Taj Noteen had his own reasons for wanting the Cheevle found. He did not want to go to Queen Fibji and tell her the chosen heir had been lost upon the river, lost with no attempt made to find her. Still, looking about him at the measureless expanse of heaving water, searching seemed ridiculous and was made to seem more ridiculous still by the advice of the sailors, those men who had plied the island chains throughout much of their lives.

“Thrasne owner,” they begged. “Making great circles here in the midst of the water will do no good! The Cheevle was blown as we were blown. The tide moved it as it moved us. If it is not near us now, and if it cannot be seen from the top of the mast, anything we do may merely take us farther from it.”

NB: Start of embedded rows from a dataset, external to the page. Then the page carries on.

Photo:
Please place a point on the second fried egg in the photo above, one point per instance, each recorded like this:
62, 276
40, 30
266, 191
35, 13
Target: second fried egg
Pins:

Thrasne would not hear it. Why it meant so much to him, he did not bother to figure out. Why his eyes filled at the thought of Medoor Babji alone, possibly injured upon the deep, he did not wonder. Why his gut ached at the idea of her lost, he did not put into words. He spoke often of finding the Cheevle. What he really longed to find was Medoor Babji herself, though he never said her name to himself. The name he had attached for so long to this feeling was Pamra. He had not brought himself to replacing the name, though her image had been replaced by another in his imaginings. In his sexual fantasies he would have whispered Pamra’s name, though the woman in his mind would have been dark and fringe-haired, fire-eyed and silk-skinned as only Medoor Babji was. If he had realized this, he would have accounted this as being unfaithful to his dreams, his hopes, his vows, and therefore he did not admit to any change. If someone had asked him he would have said he loved Pamra Don as he always had, as Suspirra, as herself.